I would like to apply the Random Forest algorithm from the package mlr
to a data set. This is the Zoo
dataset from the package mlbench
.
data(Zoo, package = "mlbench")
zooTib <- as_tibble(Zoo)
zooTib <- mutate_if(zooTib, is.logical, as.factor)
But before that I have introduced random NAs, only the target variable type
I have left complete.
zooTibOrig <- zooTib
zooTib <- apply (zooTib[,1:ncol(zooTib)-1], 2, function(x) {x[sample( c(1:nrow(zooTib)), floor(nrow(zooTib)/10))] <- NA; x} )
zooTib <- cbind(zooTib, zooTibOrig[,ncol(zooTibOrig)])
zooTib
Before testing the random forest algorithm, I ran the zoo dataset with the NAs through a simple RPART decision tree algorithm. This has the possibility to process datasets with NAs due to its parameters "maxsurrogate" or "usesurroagte". So I could pass the dataset without any problems and the code was executed without any problems.

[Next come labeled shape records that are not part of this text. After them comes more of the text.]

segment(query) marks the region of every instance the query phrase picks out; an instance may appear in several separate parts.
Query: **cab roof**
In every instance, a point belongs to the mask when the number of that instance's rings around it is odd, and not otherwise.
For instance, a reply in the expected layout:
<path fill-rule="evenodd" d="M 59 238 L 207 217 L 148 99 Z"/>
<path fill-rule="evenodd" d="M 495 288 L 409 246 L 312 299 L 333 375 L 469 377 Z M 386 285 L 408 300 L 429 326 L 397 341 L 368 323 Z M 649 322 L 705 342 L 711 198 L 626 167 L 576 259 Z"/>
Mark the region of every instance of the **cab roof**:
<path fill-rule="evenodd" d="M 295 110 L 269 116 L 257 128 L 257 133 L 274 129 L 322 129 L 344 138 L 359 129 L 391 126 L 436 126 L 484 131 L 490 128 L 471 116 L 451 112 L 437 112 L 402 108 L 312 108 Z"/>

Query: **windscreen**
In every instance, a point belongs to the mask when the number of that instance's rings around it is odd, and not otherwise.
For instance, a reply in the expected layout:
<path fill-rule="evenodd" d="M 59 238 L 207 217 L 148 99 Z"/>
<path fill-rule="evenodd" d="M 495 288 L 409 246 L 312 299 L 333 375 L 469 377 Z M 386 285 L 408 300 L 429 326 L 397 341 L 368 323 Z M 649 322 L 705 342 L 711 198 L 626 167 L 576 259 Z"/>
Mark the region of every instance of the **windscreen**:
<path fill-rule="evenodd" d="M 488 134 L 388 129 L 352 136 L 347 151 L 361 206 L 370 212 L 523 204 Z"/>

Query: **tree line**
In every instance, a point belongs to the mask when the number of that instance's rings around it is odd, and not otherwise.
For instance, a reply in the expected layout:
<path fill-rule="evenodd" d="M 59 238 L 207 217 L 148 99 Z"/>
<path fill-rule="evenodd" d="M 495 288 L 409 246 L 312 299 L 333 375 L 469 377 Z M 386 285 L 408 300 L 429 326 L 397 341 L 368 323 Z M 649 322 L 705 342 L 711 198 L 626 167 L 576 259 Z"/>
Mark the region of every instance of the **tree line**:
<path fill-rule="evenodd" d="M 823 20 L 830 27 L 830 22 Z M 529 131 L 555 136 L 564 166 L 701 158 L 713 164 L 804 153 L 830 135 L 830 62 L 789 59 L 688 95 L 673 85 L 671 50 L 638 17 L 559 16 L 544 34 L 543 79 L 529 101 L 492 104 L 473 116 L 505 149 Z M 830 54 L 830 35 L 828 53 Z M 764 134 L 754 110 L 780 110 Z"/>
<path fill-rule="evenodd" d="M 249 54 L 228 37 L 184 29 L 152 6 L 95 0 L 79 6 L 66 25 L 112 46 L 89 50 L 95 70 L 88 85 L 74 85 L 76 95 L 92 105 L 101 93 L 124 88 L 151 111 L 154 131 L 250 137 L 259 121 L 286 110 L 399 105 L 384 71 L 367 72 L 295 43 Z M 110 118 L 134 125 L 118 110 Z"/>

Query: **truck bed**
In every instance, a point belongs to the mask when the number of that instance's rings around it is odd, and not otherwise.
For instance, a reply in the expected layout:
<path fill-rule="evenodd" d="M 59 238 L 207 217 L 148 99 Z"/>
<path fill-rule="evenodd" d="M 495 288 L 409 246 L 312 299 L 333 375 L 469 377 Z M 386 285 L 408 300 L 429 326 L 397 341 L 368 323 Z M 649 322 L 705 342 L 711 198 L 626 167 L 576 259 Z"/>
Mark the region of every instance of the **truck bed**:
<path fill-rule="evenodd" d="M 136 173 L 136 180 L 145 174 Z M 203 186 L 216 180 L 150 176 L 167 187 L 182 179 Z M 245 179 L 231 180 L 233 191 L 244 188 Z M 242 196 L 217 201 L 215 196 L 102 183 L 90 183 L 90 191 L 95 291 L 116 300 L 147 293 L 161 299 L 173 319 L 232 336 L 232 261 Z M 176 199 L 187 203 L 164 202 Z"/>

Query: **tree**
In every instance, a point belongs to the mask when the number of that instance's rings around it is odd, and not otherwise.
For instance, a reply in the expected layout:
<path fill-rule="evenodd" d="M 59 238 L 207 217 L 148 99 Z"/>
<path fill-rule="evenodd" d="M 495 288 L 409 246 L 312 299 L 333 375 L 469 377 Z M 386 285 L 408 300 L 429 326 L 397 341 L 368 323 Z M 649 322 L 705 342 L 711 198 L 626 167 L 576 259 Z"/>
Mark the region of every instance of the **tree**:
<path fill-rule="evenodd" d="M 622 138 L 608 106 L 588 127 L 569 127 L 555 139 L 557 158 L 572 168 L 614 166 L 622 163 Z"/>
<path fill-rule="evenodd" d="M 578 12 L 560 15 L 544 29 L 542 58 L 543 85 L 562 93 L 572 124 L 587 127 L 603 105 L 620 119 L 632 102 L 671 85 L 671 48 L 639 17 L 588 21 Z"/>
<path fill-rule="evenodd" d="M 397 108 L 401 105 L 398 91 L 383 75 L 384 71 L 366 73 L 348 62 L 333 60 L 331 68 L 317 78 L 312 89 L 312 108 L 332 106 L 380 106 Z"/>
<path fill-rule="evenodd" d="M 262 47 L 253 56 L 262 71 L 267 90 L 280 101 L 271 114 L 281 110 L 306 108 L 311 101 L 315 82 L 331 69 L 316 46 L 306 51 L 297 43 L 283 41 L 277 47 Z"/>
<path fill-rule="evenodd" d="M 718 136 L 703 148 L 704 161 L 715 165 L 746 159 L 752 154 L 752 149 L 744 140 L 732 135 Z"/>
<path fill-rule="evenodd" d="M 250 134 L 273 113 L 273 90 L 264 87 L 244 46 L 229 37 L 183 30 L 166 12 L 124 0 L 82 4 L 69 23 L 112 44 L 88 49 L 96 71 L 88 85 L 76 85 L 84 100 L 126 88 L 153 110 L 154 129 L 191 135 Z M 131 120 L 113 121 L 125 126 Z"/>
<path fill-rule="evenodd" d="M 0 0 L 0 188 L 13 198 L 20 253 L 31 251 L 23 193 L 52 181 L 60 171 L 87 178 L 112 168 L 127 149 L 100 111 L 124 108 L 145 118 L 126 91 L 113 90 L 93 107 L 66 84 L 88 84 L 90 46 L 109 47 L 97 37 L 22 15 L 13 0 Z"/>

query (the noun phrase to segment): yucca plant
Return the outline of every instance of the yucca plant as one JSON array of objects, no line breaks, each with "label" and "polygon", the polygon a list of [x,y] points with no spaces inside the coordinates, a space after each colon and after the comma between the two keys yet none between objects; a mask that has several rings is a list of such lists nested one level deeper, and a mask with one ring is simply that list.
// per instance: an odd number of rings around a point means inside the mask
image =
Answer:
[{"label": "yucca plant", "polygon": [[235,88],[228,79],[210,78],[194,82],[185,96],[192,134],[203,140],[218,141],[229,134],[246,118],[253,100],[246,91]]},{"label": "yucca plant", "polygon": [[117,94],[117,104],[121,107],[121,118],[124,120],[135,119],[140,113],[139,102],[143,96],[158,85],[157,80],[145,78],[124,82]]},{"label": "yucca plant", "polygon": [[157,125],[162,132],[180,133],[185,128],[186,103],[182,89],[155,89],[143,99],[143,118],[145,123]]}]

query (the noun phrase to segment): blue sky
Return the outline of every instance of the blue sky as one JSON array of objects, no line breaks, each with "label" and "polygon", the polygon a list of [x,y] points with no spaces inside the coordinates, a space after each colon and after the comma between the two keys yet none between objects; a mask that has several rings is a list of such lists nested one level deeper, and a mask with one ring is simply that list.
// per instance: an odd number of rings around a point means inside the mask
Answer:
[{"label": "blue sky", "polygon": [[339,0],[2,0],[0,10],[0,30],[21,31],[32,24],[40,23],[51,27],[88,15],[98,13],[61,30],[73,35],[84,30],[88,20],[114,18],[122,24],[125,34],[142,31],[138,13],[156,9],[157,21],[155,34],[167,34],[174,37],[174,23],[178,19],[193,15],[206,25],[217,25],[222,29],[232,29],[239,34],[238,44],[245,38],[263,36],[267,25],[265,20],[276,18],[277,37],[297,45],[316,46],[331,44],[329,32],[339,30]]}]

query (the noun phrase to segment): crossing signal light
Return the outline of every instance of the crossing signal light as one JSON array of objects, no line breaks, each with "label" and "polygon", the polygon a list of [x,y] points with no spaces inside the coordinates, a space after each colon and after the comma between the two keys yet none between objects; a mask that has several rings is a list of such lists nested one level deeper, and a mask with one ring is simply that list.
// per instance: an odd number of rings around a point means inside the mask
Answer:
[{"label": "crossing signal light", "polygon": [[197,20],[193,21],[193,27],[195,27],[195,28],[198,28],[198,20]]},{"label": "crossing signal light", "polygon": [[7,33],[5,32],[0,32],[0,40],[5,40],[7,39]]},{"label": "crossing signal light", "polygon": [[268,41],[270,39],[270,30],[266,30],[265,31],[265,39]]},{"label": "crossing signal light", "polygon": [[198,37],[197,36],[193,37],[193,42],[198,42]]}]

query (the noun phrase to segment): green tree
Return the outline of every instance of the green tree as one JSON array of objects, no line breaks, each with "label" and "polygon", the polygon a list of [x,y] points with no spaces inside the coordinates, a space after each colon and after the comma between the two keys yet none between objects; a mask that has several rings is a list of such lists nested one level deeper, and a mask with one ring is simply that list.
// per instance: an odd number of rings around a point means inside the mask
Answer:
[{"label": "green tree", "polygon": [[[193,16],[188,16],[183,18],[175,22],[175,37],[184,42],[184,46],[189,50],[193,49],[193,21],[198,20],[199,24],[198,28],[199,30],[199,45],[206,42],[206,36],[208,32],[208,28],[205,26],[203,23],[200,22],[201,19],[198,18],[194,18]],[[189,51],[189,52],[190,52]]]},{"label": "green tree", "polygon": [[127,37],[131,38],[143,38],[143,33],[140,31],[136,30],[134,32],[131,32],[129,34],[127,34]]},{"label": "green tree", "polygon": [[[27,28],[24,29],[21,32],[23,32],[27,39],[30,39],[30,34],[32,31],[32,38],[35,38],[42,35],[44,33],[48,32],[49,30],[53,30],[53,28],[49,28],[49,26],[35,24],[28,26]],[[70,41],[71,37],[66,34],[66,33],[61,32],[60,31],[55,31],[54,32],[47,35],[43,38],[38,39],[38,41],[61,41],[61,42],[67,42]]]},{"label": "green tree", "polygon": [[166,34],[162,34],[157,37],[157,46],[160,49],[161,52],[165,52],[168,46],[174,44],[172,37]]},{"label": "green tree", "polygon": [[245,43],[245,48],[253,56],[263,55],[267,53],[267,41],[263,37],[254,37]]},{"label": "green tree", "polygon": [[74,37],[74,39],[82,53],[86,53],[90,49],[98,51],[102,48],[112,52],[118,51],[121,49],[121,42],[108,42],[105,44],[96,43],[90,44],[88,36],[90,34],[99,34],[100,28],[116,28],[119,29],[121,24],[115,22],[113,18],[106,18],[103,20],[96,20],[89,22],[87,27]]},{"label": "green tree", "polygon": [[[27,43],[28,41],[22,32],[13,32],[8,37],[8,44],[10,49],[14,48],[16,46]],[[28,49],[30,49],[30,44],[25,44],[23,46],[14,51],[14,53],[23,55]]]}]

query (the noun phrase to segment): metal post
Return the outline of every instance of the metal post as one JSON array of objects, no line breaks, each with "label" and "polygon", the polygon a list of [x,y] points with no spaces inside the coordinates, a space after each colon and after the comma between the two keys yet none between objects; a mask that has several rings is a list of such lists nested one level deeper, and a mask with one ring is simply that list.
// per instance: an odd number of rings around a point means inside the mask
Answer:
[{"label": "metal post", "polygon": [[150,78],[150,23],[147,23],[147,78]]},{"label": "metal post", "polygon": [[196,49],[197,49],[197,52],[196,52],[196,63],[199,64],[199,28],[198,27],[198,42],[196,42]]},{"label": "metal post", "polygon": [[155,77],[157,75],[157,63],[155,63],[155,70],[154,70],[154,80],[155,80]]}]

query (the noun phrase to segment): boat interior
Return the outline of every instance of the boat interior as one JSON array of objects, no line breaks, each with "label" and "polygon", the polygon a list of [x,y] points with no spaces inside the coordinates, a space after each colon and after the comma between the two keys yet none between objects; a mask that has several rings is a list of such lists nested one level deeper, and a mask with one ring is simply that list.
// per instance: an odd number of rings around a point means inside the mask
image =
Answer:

Next I wanted to use the above mentioned random forest algorithm.
forest <- makeLearner("classif.randomForest")
forestParamSpace <- makeParamSet(makeIntegerParam("ntree", lower = 300, upper = 300), makeIntegerParam("mtry", lower = 6, upper = 12), makeIntegerParam("nodesize", lower = 1, upper = 5), makeIntegerParam("maxnodes", lower = 5, upper = 20))
randSearch <- makeTuneControlRandom(maxit = 100)
cvForTuning <- makeResampleDesc("CV", iters = 5)
tunedForestPars <- tuneParams(forest, task = zooTask,
resampling = cvForTuning,
par.set = forestParamSpace,
control = randSearch)
However, as soon as I wanted to run the parameter tuning process I got the error message:
"Error in checkLearnerBeforeTrain(task, learner, weights) : Task 'zooTib' has missing values in 'hair, feathers, eggs, milk, airborne, aquatic, ...', but learner 'classif.randomForest' does not support that!"
This is strange, since a Random Forest is "merely" an ensemble of several Decision Trees - which in turn can handle Missing Values. I acutally tried it before and the RPART algorithm worked perfectly fine.
I wanted to try to set the Surrogate Split parameter, but for a Random Forest this setting does not exist. When I execute the function getParamSet(forest)
unfortunately no surrogate splits appear there.
Is there a possibility to somehow pass records containing NAs to a random forest.